Duane’s mother wrapped a few pieces up and put them in a paper bag. A bit of grease made the bag translucent in places.
“You give this chicken to your mother, now,” she said, with a sad smile and a nod.
After dinner, Sam and Duane went for a long walk in the old west pasture. Sam’s mother had asked them to look for Devil’s Claws. The dry dark gray seedpods were scattered all over the pasture, hung up in among the prickly pears and clumps of sawgrass. She wanted to take a mess of claws, spray paint them gold and silver, and glue little plastic googly eyes on… decorate them up for a craft show the women were putting on down at the new library in town.
Along with the paper bag of chicken, they carried blue plastic bags from Wal-Mart to stuff the claws in. They were hard to carry even though they weighed almost nothing; the hooks tore at the cheap thin plastic until the claws would tumble out if you did not hold the bag exactly right.
They came across a place where a lamb had died over the winter. Every year a few would not make it through the snowstorms, maybe trapped out in the field by quick forming drifts… and freeze to death. There were some leg bones, some ribs scattered around, and the tiny skull was already half-covered with red dirt.

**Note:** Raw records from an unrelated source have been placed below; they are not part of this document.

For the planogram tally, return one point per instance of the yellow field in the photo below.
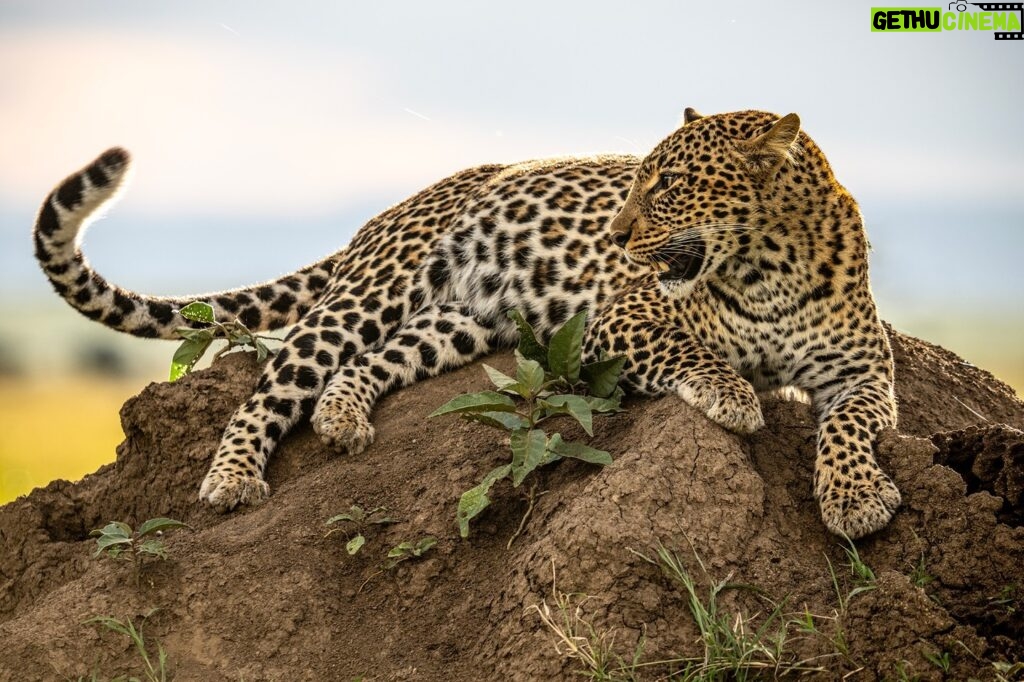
(67, 428)
(57, 429)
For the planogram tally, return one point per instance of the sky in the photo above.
(264, 133)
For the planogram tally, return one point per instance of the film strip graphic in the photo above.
(1004, 7)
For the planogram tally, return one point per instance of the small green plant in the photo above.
(403, 551)
(197, 341)
(863, 577)
(409, 550)
(354, 522)
(154, 671)
(938, 658)
(118, 541)
(550, 381)
(735, 648)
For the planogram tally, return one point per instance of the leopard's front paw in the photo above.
(857, 508)
(734, 407)
(342, 427)
(224, 489)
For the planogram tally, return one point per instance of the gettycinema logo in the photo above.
(1003, 18)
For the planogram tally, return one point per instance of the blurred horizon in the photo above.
(264, 134)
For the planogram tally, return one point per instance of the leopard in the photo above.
(727, 263)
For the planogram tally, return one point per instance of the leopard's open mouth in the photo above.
(681, 265)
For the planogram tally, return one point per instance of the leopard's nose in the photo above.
(622, 237)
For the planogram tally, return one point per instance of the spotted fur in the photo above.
(740, 266)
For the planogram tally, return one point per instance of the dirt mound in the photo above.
(263, 595)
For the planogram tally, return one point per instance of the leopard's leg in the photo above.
(855, 495)
(437, 338)
(663, 359)
(332, 332)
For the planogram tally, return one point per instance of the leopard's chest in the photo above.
(765, 349)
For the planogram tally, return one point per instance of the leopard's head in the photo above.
(700, 194)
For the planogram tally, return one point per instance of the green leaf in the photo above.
(198, 311)
(482, 401)
(507, 421)
(105, 542)
(498, 378)
(528, 346)
(152, 547)
(565, 348)
(608, 405)
(353, 545)
(186, 355)
(527, 452)
(157, 524)
(114, 528)
(578, 451)
(530, 375)
(602, 376)
(550, 453)
(475, 500)
(574, 406)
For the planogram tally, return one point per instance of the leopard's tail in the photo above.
(57, 233)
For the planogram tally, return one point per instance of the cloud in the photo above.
(227, 126)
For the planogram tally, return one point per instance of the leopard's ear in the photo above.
(690, 115)
(766, 153)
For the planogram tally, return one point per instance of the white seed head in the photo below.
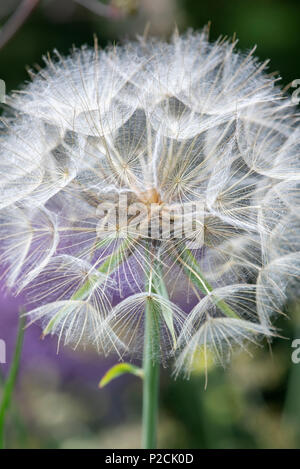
(154, 175)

They kicked at the bones a bit.
“Look at how the meadow grows here,” Duane said.
The thin brown grass of the old spent pasture was lush and green around the bones. Nourished by death, the body of the lamb.
Sam thought about why the grass was so thick and healthy around where the lamb had died. He thought about how the lamb had eaten the grass while it lived and now that it was gone, it gave everything back to the ground and to the grass that had nourished it.
“Duane?” Sam said, “You’re on the Coldgrove school baseball team, aren’t you?”
“Yeah, though I’m not so good. Just another body.”
“Do you think I could get on the team?”
“Yup, easy. Coach is always looking for players. Sometimes we barely put together a whole team.”
“Ok, then. I’ll need a new bat though.”